The copyright symbol has been around for a little over a hundred years. The issue of copyright itself is older than that, naturally, but the actual symbol is – as far as I’ve been able to tell – just a shade over a century old. The first explicit mention of it seems to be in a publication called The Writer, from early 1906, by William Henry Hills and Robert Luce, setting out new methods of declaring something as being protected by copyright:
The notice of copyright is simplified.

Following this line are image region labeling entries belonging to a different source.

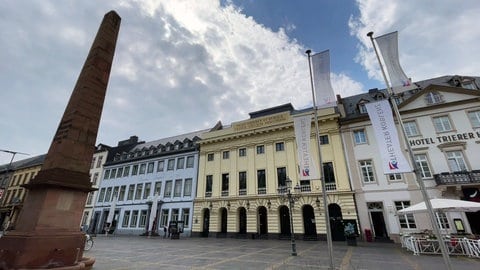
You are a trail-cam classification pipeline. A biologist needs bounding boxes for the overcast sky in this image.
[0,0,480,164]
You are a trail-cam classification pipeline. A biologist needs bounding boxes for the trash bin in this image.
[365,229,373,242]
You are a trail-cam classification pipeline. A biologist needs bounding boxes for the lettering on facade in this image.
[233,114,288,131]
[409,131,480,146]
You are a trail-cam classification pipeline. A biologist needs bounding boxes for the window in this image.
[118,186,127,201]
[358,103,367,114]
[238,172,247,195]
[127,185,135,201]
[130,210,138,227]
[132,165,138,175]
[177,157,185,170]
[323,162,335,183]
[205,175,213,197]
[403,121,420,137]
[170,209,178,221]
[139,163,147,174]
[183,178,192,196]
[257,170,267,194]
[116,167,123,178]
[433,116,453,132]
[110,169,117,179]
[320,135,329,145]
[447,151,467,172]
[92,173,98,186]
[153,182,162,195]
[395,201,417,229]
[157,160,165,172]
[138,210,147,228]
[388,173,402,181]
[97,156,103,168]
[163,180,172,198]
[187,156,195,168]
[135,184,143,200]
[167,159,175,171]
[435,212,450,230]
[173,179,182,197]
[147,162,155,173]
[143,183,152,199]
[360,160,375,183]
[277,167,287,187]
[104,187,112,202]
[468,111,480,128]
[353,129,367,144]
[425,92,443,105]
[415,154,432,178]
[222,173,229,196]
[182,208,190,228]
[160,209,168,227]
[123,166,130,177]
[275,142,285,152]
[122,211,130,227]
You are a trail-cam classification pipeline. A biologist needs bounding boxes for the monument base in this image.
[0,231,95,270]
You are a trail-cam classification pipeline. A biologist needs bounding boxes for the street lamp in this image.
[278,177,301,256]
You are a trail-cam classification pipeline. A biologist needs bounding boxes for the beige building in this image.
[192,104,357,240]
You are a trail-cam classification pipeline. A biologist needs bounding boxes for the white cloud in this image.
[350,0,480,81]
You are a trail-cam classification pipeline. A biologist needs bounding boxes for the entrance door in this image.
[258,206,268,235]
[220,208,227,234]
[202,208,210,237]
[328,203,345,241]
[238,207,247,234]
[302,205,317,240]
[279,205,290,237]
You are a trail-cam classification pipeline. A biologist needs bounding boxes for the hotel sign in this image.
[408,131,480,146]
[233,113,289,131]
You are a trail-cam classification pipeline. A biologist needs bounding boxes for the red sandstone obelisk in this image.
[0,11,121,269]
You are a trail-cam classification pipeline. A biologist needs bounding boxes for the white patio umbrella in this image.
[397,199,480,214]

It must include the name of the copyright proprietor and the word ‘copyright’ or the abbreviation ‘copy.,’ or, in the case of works of art, or certain other works not ordinary books or periodicals, merely the letter C within a circle.
So there it is: possibly the first official description of the circle symbol we know so well. (And before you ask, no, copyright was never claimed by anyone in the symbol itself.) It was the result of a compromise between publishers, who quite predictably wanted to use a full-blown copyright notice to avoid any possible ambiguity, and artists, who didn’t want any mark at all on their work beyond their name.

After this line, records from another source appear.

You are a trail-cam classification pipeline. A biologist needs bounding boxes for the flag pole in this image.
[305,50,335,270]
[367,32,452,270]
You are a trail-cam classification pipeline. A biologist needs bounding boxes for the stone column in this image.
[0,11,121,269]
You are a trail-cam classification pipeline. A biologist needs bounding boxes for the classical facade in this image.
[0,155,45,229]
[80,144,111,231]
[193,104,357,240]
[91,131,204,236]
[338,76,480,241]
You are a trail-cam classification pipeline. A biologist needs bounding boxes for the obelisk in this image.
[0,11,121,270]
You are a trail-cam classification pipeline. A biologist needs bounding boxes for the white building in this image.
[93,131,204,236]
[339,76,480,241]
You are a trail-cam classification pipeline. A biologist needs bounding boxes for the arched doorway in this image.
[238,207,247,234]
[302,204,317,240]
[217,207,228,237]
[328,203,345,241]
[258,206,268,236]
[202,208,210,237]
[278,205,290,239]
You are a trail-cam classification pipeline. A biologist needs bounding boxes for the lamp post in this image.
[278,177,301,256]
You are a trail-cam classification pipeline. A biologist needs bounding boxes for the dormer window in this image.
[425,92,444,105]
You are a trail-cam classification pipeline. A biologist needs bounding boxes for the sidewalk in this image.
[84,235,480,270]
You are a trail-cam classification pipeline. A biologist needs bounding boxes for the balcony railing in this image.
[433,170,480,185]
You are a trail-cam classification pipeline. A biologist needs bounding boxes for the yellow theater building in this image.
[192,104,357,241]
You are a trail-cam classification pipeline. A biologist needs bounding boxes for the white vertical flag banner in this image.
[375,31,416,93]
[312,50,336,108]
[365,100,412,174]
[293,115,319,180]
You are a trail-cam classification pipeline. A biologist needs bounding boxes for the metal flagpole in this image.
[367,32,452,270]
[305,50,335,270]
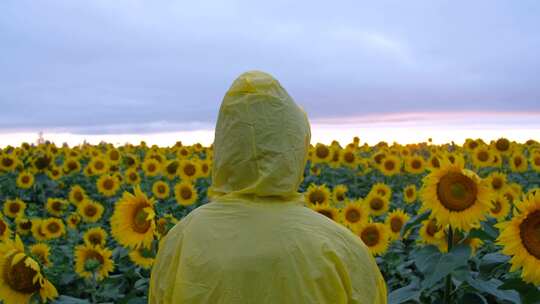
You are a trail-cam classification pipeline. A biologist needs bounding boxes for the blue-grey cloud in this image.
[0,0,540,132]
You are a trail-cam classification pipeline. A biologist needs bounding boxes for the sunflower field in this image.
[0,138,540,304]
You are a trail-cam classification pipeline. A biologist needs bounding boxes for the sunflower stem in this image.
[444,227,454,304]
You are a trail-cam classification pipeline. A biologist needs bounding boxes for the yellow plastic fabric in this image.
[149,72,386,304]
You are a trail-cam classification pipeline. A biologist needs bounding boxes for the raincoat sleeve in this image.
[148,222,184,304]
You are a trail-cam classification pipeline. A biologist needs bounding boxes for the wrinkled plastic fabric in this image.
[149,72,386,304]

Leading up to this were numerous discussions about formalising a simple copyright statement. One possibility that was bandied about was the idea of putting a ‘C’ by the artist’s name, for paintings and other works of art. The obvious problem with that was knowing whether it was someone’s initial or a copyright notice. The final product was more obviously a representative emblem – a much better choice for the task.

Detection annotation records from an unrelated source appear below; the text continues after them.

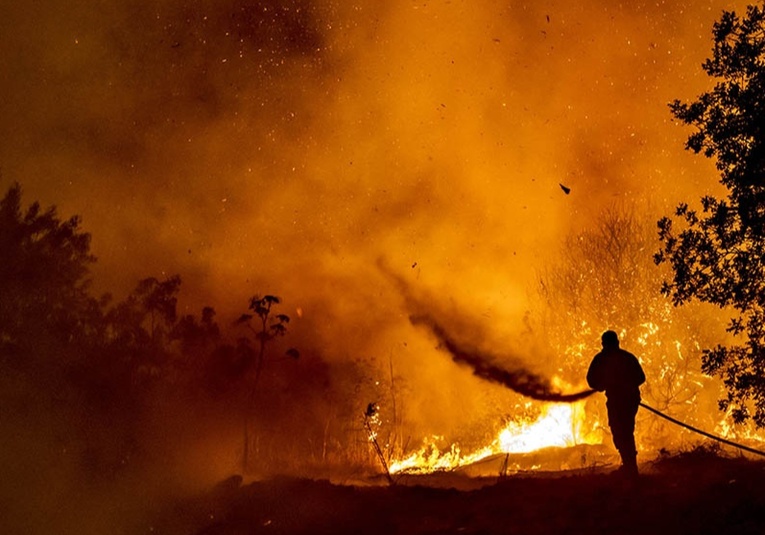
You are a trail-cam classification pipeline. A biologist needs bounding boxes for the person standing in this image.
[587,331,645,477]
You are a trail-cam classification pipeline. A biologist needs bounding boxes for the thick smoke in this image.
[377,259,595,403]
[410,315,595,403]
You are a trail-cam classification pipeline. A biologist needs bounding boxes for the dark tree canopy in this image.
[655,2,765,427]
[0,184,97,364]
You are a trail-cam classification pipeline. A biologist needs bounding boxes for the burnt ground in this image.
[150,451,765,535]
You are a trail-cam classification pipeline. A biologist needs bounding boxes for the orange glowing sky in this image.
[0,0,745,418]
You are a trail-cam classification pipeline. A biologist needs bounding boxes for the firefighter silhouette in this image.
[587,331,645,476]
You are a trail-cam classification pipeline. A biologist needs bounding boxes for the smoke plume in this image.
[409,314,595,403]
[377,259,595,403]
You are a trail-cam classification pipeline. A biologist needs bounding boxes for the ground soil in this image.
[151,451,765,535]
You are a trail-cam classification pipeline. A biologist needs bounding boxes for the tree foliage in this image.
[655,2,765,427]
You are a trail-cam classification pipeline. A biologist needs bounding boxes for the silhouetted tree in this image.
[655,2,765,427]
[237,295,299,471]
[237,295,298,388]
[107,275,181,377]
[0,184,100,373]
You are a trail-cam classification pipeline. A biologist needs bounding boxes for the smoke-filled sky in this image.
[0,0,744,382]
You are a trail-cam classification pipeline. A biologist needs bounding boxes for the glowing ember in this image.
[390,403,600,473]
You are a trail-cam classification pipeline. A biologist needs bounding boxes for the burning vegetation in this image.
[0,0,765,533]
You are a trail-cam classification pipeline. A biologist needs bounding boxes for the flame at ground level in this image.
[389,402,601,473]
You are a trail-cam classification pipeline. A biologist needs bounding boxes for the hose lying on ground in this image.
[640,402,765,456]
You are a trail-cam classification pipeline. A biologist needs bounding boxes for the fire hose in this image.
[640,402,765,456]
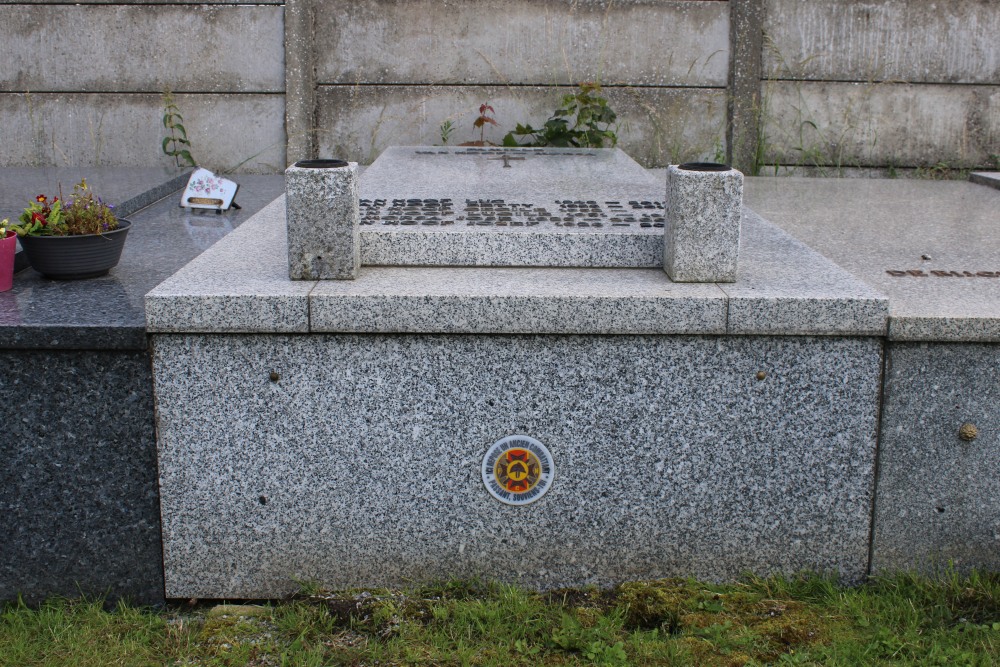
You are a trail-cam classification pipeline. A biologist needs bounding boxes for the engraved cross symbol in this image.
[486,153,524,169]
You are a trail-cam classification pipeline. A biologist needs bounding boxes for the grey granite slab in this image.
[147,197,887,335]
[719,211,889,336]
[872,343,1000,573]
[310,267,726,334]
[969,171,1000,190]
[746,178,1000,341]
[360,146,666,267]
[153,334,882,598]
[145,195,315,332]
[0,169,284,349]
[0,350,163,604]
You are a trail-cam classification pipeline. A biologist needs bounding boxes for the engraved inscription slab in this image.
[360,147,666,268]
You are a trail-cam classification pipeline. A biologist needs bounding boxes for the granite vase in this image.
[0,232,17,292]
[663,162,743,283]
[21,218,132,280]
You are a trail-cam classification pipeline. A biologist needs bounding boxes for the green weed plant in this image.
[0,572,1000,667]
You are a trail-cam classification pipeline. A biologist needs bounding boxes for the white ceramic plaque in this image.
[181,168,240,211]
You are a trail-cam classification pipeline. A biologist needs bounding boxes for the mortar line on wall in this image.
[0,89,285,98]
[762,77,1000,88]
[308,81,726,92]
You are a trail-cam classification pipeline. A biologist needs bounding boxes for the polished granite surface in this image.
[745,177,1000,342]
[0,169,284,349]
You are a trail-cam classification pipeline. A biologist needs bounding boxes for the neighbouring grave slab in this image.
[154,332,882,598]
[747,178,1000,342]
[747,178,1000,573]
[0,168,283,604]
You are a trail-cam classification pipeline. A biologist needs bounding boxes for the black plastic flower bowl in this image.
[19,218,132,280]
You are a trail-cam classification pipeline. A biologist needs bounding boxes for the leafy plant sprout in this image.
[439,118,455,146]
[503,82,618,148]
[163,89,198,167]
[472,102,498,146]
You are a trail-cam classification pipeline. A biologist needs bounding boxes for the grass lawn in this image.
[0,574,1000,667]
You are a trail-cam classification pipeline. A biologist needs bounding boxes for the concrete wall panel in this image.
[764,0,1000,83]
[764,82,1000,167]
[316,0,729,86]
[0,93,285,172]
[317,86,726,166]
[0,5,285,92]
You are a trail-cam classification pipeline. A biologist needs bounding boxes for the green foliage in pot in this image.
[10,179,118,236]
[503,83,618,148]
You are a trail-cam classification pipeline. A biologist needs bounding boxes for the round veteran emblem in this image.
[482,435,556,505]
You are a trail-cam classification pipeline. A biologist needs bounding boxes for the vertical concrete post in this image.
[285,160,361,280]
[663,162,743,283]
[285,0,316,164]
[726,0,765,175]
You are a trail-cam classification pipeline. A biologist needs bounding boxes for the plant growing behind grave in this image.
[162,90,198,167]
[503,82,618,148]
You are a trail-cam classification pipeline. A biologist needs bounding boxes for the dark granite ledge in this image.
[0,168,284,350]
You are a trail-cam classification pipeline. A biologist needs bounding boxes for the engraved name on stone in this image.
[360,198,664,229]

The proper symbol has been treated as an official copyright declaration in courts, but the more typewriter and email-friendly construction of parentheses around an ordinary letter c – (c) – doesn’t seem to have the same force. That’s always struck me as a trifle curious. After all, the intent is as clear as with the ‘proper’ symbol. You couldn’t see it and mistake it for a word, could you? For one thing, how would you pronounce it?
But then, this is all more parochial than you might expect. Outside the US, showing the copyright symbol has never been a requirement for something to be protected. The Berne Convention (or the ‘Berne Convention for the Protection of Literary and Artistic Works’, if you insist) is an international agreement that dates back to 1886, long before this symbol was invented. Most countries around the world have accepted the majority of what it sets out, and one of the fundamental points is that copyright is automatic. Formal registration is not needed, and neither is showing any kind of copyright mark. America held back from joining this system for a long time, but it finally signed in 1988. So, since then, the © symbol has been legally redundant.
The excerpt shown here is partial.